Once you have lowered yourself down, the back of your head, shoulders, back of your arms, and soles of the feet will be on the ground. Your knees will be bent, and your legs and buttocks will be off the ground.

Then, on exhalation, slide your left heel away from your self until your leg is fully straightened. Pay attention to how your lower back feels as you sliding your leg.
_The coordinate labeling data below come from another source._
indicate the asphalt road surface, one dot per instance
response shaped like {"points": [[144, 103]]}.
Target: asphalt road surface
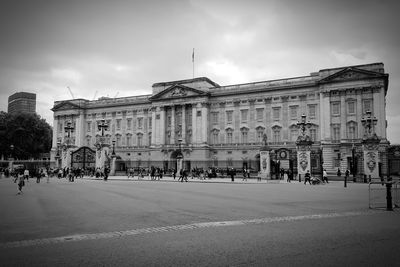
{"points": [[152, 223]]}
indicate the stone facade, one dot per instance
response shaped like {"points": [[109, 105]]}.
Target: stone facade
{"points": [[223, 126]]}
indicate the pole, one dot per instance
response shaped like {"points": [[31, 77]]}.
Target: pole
{"points": [[193, 63]]}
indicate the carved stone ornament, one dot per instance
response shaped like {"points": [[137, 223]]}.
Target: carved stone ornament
{"points": [[303, 160], [178, 92], [371, 161]]}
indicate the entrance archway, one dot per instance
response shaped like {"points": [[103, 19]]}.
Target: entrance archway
{"points": [[83, 157]]}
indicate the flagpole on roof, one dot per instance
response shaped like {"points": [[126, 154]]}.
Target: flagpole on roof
{"points": [[193, 63]]}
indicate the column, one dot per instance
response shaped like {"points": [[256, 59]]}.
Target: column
{"points": [[204, 123], [194, 123], [183, 124], [153, 126], [55, 131], [173, 120], [162, 126], [324, 109], [343, 125]]}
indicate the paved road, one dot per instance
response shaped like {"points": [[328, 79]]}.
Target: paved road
{"points": [[151, 223]]}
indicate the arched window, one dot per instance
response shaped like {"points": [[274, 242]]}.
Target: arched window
{"points": [[276, 134], [260, 134], [352, 130], [244, 135], [229, 136], [215, 137]]}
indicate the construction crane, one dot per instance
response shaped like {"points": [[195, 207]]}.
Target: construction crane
{"points": [[69, 89]]}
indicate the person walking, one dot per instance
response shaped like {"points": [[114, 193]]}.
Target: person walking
{"points": [[325, 176], [26, 174], [19, 180], [307, 177]]}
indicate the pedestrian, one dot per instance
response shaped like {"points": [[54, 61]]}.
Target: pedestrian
{"points": [[26, 174], [325, 177], [307, 177], [232, 173], [287, 176], [19, 179]]}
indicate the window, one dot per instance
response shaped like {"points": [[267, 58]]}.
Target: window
{"points": [[214, 116], [229, 116], [128, 140], [311, 111], [352, 130], [260, 114], [244, 136], [244, 114], [313, 134], [149, 139], [140, 140], [336, 133], [169, 121], [215, 137], [276, 113], [294, 134], [367, 105], [351, 107], [293, 112], [189, 136], [336, 108], [118, 144], [276, 135], [229, 135], [260, 134], [140, 123]]}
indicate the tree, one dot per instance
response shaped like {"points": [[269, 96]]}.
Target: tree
{"points": [[28, 133]]}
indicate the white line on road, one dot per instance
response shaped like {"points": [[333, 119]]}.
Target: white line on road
{"points": [[142, 231]]}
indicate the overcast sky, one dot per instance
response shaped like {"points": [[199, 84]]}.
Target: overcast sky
{"points": [[120, 48]]}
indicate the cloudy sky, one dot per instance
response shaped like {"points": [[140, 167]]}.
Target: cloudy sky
{"points": [[120, 48]]}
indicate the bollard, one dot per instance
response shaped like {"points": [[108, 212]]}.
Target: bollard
{"points": [[389, 196]]}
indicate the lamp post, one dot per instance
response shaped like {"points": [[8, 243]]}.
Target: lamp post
{"points": [[353, 160], [12, 151], [113, 152], [103, 126], [303, 143], [69, 128]]}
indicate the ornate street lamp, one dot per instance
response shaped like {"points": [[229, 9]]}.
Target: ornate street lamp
{"points": [[12, 151], [303, 124], [69, 128], [113, 152], [369, 123], [103, 126]]}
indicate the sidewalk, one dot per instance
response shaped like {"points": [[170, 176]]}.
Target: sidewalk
{"points": [[226, 180]]}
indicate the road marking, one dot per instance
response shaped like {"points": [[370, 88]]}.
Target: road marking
{"points": [[143, 231]]}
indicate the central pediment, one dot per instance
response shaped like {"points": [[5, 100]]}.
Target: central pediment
{"points": [[351, 73], [65, 105], [177, 91]]}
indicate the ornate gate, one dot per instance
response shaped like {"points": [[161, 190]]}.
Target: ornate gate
{"points": [[83, 157]]}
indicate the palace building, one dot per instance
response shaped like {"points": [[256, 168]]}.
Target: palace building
{"points": [[222, 126]]}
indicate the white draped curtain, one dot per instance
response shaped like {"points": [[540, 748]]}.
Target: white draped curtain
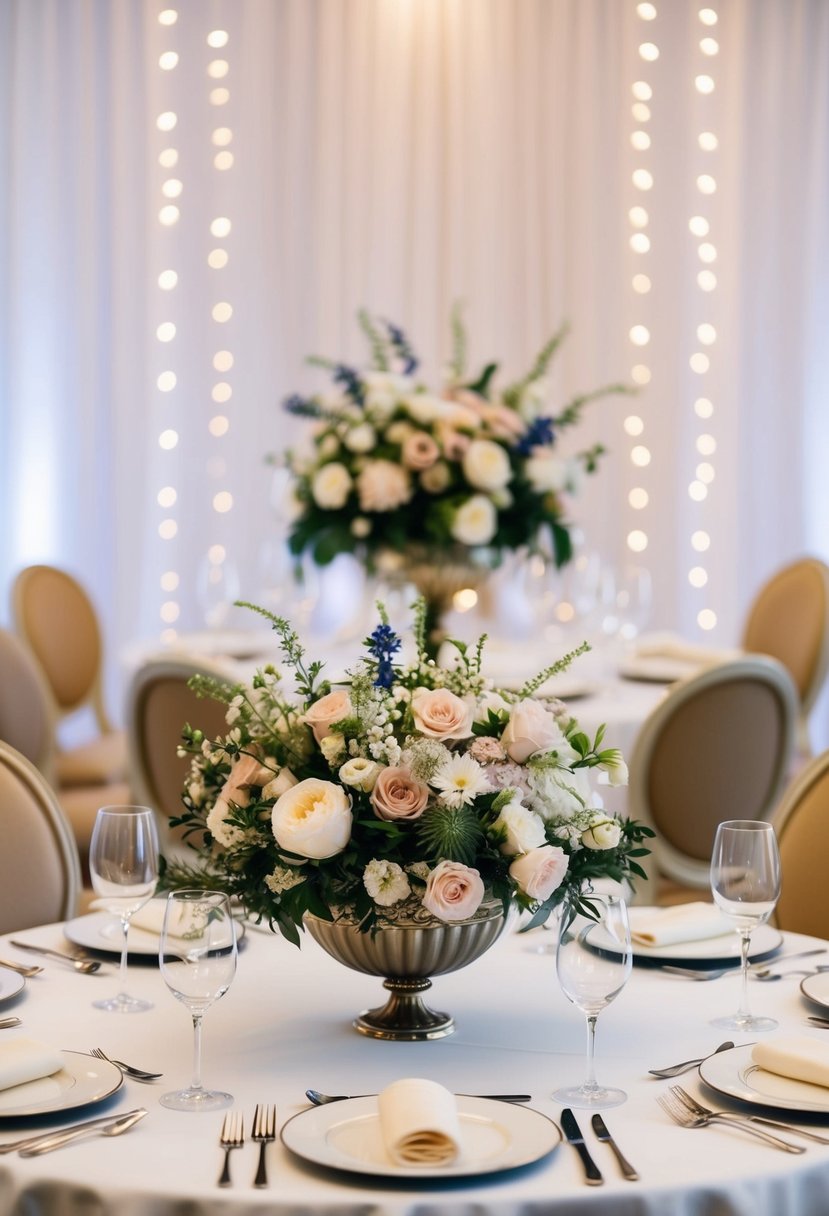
{"points": [[401, 156]]}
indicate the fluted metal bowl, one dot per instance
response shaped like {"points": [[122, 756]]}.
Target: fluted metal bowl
{"points": [[407, 953]]}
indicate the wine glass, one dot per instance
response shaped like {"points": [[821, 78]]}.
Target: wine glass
{"points": [[123, 863], [593, 962], [745, 883], [197, 957]]}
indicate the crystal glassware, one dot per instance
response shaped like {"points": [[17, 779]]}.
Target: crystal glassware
{"points": [[123, 862], [197, 958], [745, 883], [593, 963]]}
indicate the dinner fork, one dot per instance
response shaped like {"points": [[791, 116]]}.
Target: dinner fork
{"points": [[699, 1109], [681, 1114], [232, 1136], [264, 1131]]}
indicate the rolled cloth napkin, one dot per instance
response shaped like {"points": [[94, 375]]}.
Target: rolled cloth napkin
{"points": [[419, 1122], [24, 1059], [798, 1057], [683, 922]]}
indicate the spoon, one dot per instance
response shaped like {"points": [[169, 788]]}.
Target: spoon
{"points": [[86, 966], [676, 1069], [321, 1099]]}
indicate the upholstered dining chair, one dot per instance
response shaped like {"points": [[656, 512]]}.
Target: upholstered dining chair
{"points": [[39, 865], [789, 619], [717, 747], [801, 822], [57, 620], [158, 704]]}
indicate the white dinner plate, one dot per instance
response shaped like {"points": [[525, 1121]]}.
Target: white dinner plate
{"points": [[709, 952], [495, 1136], [816, 988], [734, 1074], [82, 1081], [102, 932], [11, 983]]}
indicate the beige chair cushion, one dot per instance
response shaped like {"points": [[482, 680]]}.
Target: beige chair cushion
{"points": [[96, 763]]}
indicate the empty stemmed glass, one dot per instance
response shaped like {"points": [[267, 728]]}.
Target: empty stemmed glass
{"points": [[745, 883], [123, 863], [593, 962], [197, 957]]}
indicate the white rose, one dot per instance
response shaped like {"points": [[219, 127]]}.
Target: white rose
{"points": [[313, 818], [523, 827], [486, 465], [331, 487], [475, 522], [360, 772], [602, 834]]}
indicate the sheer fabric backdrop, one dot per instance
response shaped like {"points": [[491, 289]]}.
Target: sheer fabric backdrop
{"points": [[401, 155]]}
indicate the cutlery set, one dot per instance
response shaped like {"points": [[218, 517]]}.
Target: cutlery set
{"points": [[232, 1136]]}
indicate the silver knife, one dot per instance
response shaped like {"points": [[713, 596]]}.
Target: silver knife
{"points": [[573, 1132], [602, 1133]]}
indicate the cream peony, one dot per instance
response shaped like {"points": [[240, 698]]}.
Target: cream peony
{"points": [[475, 521], [331, 487], [540, 871], [486, 465], [383, 485], [332, 708], [454, 891], [533, 728], [313, 818], [439, 714]]}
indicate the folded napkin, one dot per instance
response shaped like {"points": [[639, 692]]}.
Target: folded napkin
{"points": [[419, 1122], [683, 922], [24, 1059], [796, 1056]]}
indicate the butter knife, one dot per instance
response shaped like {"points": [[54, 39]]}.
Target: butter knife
{"points": [[573, 1132], [603, 1135]]}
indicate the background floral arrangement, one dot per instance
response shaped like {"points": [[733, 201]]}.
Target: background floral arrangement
{"points": [[466, 468], [409, 792]]}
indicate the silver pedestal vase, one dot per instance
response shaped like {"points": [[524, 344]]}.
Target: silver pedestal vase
{"points": [[407, 953]]}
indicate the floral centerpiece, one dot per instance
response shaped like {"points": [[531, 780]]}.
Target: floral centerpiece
{"points": [[406, 791], [404, 476]]}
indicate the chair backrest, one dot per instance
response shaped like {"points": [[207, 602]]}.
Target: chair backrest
{"points": [[789, 619], [801, 823], [717, 747], [39, 867], [27, 713], [158, 705], [57, 619]]}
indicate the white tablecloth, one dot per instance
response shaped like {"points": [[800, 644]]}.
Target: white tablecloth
{"points": [[286, 1025]]}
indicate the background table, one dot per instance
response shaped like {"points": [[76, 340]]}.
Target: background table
{"points": [[285, 1025]]}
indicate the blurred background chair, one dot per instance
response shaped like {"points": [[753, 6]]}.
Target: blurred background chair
{"points": [[57, 620], [39, 865], [158, 705], [789, 619], [717, 747], [801, 823]]}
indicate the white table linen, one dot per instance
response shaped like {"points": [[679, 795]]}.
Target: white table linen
{"points": [[286, 1024]]}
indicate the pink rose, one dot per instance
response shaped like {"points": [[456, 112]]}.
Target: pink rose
{"points": [[441, 715], [328, 709], [452, 891], [540, 871], [533, 728], [398, 795]]}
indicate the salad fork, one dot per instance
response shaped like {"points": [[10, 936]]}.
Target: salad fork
{"points": [[264, 1131]]}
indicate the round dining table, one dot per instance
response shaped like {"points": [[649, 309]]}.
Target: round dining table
{"points": [[286, 1024]]}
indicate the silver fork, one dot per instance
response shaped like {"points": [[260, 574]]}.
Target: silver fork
{"points": [[699, 1109], [137, 1074], [681, 1114], [264, 1131], [232, 1136]]}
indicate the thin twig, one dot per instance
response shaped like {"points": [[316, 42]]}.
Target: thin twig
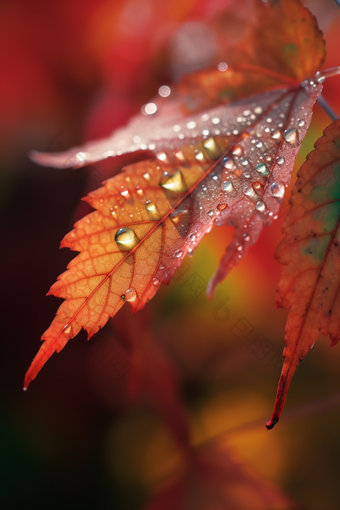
{"points": [[323, 103]]}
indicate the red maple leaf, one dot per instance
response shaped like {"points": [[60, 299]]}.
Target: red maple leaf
{"points": [[226, 162]]}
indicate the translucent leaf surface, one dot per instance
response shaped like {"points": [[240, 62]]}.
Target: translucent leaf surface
{"points": [[259, 46]]}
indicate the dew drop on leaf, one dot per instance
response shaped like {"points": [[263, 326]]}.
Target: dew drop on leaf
{"points": [[290, 136], [227, 186], [262, 169], [67, 329], [237, 150], [276, 134], [260, 206], [130, 295], [126, 238], [277, 189], [152, 211], [229, 164], [174, 182], [212, 148]]}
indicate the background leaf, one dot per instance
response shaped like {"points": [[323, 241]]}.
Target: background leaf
{"points": [[310, 283]]}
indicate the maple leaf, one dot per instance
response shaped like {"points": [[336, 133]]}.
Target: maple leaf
{"points": [[212, 479], [226, 165], [310, 282]]}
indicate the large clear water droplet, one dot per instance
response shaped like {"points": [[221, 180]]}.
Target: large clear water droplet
{"points": [[130, 295], [277, 189], [277, 134], [67, 329], [212, 148], [126, 238], [229, 164], [237, 150], [260, 206], [227, 186], [174, 182], [290, 136], [152, 211], [262, 169]]}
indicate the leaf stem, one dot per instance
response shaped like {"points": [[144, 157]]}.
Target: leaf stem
{"points": [[328, 109]]}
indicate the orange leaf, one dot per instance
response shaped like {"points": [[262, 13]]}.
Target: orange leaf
{"points": [[152, 214], [310, 282], [229, 164]]}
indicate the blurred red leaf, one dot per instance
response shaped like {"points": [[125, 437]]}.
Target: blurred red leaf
{"points": [[212, 480], [310, 282], [229, 164]]}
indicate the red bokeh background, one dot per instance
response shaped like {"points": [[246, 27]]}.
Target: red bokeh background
{"points": [[73, 71]]}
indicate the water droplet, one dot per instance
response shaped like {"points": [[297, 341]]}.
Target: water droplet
{"points": [[227, 186], [276, 134], [152, 211], [164, 91], [221, 207], [320, 78], [130, 295], [149, 109], [81, 157], [262, 169], [180, 156], [174, 182], [178, 217], [191, 124], [290, 136], [67, 329], [248, 191], [212, 148], [229, 164], [277, 189], [199, 155], [126, 238], [237, 150], [222, 66], [260, 206]]}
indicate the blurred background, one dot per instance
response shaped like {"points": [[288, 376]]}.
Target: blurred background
{"points": [[107, 423]]}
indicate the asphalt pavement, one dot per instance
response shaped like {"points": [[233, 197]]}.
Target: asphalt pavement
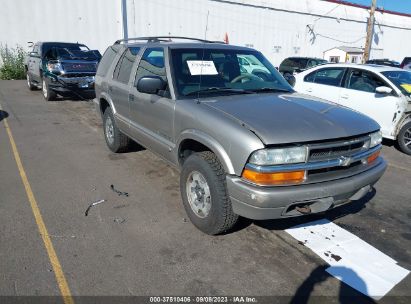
{"points": [[144, 244]]}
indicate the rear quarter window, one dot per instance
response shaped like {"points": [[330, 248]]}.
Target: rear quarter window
{"points": [[327, 76], [107, 60]]}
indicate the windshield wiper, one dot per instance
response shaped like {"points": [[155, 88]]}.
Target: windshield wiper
{"points": [[267, 90], [216, 89]]}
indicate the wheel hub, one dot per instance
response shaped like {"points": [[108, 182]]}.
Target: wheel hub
{"points": [[407, 137], [198, 194]]}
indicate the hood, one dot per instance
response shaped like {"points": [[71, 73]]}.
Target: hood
{"points": [[292, 117], [74, 66]]}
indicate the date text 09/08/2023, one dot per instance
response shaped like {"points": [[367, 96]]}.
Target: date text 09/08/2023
{"points": [[203, 299]]}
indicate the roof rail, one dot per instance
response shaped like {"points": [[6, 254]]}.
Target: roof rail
{"points": [[164, 39]]}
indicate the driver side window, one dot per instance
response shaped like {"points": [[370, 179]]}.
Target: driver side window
{"points": [[365, 81]]}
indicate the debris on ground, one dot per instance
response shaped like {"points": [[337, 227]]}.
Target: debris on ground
{"points": [[120, 193], [119, 220], [93, 204]]}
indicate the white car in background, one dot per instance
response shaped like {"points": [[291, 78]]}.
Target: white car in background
{"points": [[381, 92]]}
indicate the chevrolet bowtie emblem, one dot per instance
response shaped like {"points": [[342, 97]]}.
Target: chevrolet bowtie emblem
{"points": [[345, 161]]}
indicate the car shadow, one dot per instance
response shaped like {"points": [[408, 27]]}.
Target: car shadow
{"points": [[3, 115], [72, 98], [346, 295], [285, 223], [135, 147]]}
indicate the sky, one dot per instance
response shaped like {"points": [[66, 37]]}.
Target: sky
{"points": [[402, 6]]}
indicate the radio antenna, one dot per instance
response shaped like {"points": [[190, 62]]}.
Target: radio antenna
{"points": [[205, 32], [202, 59]]}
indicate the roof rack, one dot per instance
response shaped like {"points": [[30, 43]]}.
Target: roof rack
{"points": [[164, 39]]}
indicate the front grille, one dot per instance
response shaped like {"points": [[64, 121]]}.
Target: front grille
{"points": [[73, 75], [80, 67], [335, 150]]}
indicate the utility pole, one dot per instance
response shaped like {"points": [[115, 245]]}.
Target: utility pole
{"points": [[370, 31]]}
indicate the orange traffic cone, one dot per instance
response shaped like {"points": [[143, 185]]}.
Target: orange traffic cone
{"points": [[226, 38]]}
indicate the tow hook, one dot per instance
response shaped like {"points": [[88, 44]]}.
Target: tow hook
{"points": [[304, 209]]}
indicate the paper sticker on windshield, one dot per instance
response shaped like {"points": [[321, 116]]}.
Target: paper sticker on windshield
{"points": [[200, 67], [406, 87]]}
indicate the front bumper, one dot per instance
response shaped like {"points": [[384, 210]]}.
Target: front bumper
{"points": [[72, 85], [260, 203]]}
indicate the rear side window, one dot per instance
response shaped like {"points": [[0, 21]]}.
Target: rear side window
{"points": [[365, 81], [330, 76], [125, 64], [152, 64], [107, 60]]}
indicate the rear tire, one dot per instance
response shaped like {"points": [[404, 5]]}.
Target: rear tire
{"points": [[204, 193], [404, 138], [116, 141], [48, 94]]}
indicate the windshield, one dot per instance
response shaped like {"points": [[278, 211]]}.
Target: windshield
{"points": [[224, 71], [401, 79]]}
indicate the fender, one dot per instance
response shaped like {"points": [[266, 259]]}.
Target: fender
{"points": [[211, 143], [405, 119]]}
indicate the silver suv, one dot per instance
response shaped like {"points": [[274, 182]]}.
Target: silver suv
{"points": [[246, 143]]}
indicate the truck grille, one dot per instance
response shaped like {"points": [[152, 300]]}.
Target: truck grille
{"points": [[80, 67], [327, 151], [334, 150]]}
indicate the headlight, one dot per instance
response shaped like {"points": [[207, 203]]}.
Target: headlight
{"points": [[375, 139], [54, 67], [279, 156]]}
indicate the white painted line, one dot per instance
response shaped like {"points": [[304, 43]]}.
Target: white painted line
{"points": [[353, 261]]}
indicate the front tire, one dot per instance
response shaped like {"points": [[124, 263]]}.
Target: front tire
{"points": [[404, 138], [29, 82], [116, 141], [48, 94], [204, 193]]}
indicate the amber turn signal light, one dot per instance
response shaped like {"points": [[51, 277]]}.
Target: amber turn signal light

Inhale, and on the next exhalation bend your left leg back into its original position - knee bent, with the sole of your foot on the floor.

Inhale, and on the next exhalation, slide your right heel away from your body until your leg is fully straight, with the heel and calf resting on the floor. Observe once again how this movement makes your lower back feel. Note if there are any differences in sensation between the two legs as you do these movements. Return to both knees bent, feet on the floor.

Other stretches for lower back pain relief include the easy Bridge Pose, Hip Stretch, and Piriformis Stretch.